The thesis put forward by many home educating parents is that it is parents who are primarily responsible for their children and not the state. They regard any intrusion by the state into family life as unwarranted and something which should only happen if there is clear evidence of neglect or abuse by parents.

This is not of course a new point of view. Before the introduction of compulsory education in the nineteenth century, a government enquiry was set up which looked into the idea. They decided that it would be a bad thing. The Newcastle Report into the State of Popular Education in England was published in 1861. The authors said;

'Any universal compulsory system appears to us neither attainable nor
desirable. An attempt to replace an independent system of education by
a compulsory system, managed by the government, would be met by
objections, both religious and political...'

One of the main objections which the enquiry encountered was that government had no business to poke their noses into family life. It was for parents to arrange for their children's education, not the state. Plus ca change....

I think it reasonable to say that this attitude, that the state should keep out of family life, is still going strong and was a major line of argument against the recommendations of the Badman Report in 2009. It is interesting to reflect that precisely the same line has in the past been used to prevent the police investigating allegations of marital rape and domestic abuse of women. For centuries, the legal position was plain. The law should not concern itself with what went on in the marital home. The relationship between man and wife was sacred and the state should not attempt to regulate how marriages ran or look into what went on in the homes of married couples. We no longer follow this principle of course and for very good reason. There is often an imbalance of power within a marriage; the man may be stronger and more aggressive, the home might be in his name, he usually has more money than his wife. Some women will therefore put up with an abusive partner and even if the police are called will refuse to make a statement. That is why the police will now proceed on cases of domestic violence even if the wife does not wish to press charges. It is also why in 1991, it was ruled that a wife can refuse to consent to sex with her husband.

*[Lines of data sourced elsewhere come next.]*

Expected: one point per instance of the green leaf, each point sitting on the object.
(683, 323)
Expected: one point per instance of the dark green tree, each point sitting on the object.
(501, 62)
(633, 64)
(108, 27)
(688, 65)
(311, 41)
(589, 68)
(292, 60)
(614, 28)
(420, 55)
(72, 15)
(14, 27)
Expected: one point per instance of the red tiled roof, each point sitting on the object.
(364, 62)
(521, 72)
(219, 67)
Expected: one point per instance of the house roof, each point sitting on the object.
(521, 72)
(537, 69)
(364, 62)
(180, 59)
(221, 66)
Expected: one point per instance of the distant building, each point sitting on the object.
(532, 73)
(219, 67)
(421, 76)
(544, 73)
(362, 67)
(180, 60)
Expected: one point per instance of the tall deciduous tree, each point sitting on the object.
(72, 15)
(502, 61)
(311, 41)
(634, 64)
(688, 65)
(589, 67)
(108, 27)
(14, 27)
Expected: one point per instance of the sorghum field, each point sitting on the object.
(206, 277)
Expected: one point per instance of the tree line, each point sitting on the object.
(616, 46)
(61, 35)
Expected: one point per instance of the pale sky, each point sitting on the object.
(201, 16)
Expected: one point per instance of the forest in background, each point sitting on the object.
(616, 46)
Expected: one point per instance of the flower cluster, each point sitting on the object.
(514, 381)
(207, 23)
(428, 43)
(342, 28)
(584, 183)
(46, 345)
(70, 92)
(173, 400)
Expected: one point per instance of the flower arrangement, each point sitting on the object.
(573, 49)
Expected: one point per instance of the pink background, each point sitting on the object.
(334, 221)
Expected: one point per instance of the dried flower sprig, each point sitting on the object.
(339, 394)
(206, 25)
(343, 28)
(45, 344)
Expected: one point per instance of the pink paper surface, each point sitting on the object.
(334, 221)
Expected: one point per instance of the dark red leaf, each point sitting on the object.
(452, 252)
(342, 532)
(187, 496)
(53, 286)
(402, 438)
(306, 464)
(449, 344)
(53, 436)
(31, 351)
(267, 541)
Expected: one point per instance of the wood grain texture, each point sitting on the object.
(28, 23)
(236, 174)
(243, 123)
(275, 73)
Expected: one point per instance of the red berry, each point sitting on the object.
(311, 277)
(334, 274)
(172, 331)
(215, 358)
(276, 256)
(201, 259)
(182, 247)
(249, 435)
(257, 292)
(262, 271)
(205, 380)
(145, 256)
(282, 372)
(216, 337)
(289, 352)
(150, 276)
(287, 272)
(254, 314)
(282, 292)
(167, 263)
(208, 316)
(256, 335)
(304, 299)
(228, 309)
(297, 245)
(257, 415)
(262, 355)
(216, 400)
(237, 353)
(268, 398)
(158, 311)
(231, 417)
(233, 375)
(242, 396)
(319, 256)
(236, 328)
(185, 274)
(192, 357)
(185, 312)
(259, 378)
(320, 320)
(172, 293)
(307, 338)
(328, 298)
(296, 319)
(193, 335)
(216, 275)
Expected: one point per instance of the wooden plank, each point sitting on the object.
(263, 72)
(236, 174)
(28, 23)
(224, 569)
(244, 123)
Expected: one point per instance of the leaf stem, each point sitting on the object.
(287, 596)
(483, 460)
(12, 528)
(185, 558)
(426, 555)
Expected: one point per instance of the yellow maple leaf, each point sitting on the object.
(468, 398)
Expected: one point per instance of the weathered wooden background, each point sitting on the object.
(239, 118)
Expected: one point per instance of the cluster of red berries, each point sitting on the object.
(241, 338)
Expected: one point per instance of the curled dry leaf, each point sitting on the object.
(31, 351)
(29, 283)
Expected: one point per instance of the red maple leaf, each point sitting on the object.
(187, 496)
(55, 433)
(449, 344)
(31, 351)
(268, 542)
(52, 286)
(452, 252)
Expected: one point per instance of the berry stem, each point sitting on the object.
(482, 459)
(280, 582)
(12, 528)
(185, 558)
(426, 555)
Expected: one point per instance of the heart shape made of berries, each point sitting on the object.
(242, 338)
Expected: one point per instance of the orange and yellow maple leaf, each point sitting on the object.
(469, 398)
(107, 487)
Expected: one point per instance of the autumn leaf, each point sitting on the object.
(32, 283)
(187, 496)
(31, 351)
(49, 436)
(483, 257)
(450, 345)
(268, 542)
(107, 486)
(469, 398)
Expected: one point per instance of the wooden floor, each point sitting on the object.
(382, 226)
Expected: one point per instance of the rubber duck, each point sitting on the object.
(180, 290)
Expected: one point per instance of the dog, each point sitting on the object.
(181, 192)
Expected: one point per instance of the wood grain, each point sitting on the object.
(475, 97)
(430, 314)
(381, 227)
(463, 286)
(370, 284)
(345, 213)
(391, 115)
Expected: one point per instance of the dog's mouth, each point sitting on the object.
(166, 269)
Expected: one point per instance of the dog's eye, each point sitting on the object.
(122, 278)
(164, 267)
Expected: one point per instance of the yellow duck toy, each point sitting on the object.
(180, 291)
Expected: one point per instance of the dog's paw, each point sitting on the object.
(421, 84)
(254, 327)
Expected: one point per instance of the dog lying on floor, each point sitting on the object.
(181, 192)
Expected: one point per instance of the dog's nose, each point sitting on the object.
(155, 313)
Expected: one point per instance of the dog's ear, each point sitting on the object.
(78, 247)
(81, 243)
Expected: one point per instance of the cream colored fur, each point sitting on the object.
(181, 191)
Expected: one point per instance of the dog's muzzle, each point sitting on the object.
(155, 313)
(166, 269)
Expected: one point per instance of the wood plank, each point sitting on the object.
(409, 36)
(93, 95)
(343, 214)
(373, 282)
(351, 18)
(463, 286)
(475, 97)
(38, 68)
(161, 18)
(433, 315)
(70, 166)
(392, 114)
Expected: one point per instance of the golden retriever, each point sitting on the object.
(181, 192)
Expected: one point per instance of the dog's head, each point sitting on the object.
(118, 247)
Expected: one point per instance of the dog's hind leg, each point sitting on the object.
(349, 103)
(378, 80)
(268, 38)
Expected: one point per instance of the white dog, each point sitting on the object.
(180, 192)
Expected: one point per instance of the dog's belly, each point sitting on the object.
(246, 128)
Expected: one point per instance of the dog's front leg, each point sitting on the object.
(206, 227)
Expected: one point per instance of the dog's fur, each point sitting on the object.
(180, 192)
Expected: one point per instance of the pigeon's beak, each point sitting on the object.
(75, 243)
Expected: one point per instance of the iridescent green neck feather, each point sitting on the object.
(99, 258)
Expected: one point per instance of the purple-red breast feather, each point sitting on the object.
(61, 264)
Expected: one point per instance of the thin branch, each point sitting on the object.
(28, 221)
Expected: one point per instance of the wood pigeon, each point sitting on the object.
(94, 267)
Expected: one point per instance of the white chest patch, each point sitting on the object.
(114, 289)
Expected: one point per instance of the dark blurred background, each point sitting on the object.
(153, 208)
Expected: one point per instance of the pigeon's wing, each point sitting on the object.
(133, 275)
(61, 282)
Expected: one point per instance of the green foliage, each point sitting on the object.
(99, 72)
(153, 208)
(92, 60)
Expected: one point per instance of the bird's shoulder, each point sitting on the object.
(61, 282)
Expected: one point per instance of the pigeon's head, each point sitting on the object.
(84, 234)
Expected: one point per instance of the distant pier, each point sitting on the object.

Those now arguing that the state should not involve itself in the relationship between parents and children remind me a lot of the sort of people who were dead against the police being able to intervene in marital disputes. Witness the anger when it is suggested that hitting children should be outlawed. Some parents insist that they have a perfect right to hit their kids; the same argument used in favour of wife-beating. This is more common in the USA, but there are still plenty of parents here who feel that the government should not legislate about this and that hitting children is a private, family matter.

The parallels between the two cases are compelling and disturbing. The emphasis used to be placed upon a husband's 'rights'. Today, we hear talk of a parent's 'rights' in precisely the same way. It was once acceptable for a husband to slap his wife around a bit in order to discipline her; many people claim that this is something that is acceptable for a parent to do to a child.
I think that in the future, we may look back on this current period and see it as being the time when the rights of children began to be recognised seriously by society, just as the rights of women have similarly been recognised in recent decades. I cannot help but notice that when home educating parents talk about rights in connection with the practice, they almost invariably refer to their own 'rights'. We hear all the time from such people of a parent's 'right' to home educate. As I say, this sounds ominously like the old and discredited concept of a husband's 'rights' over his wife.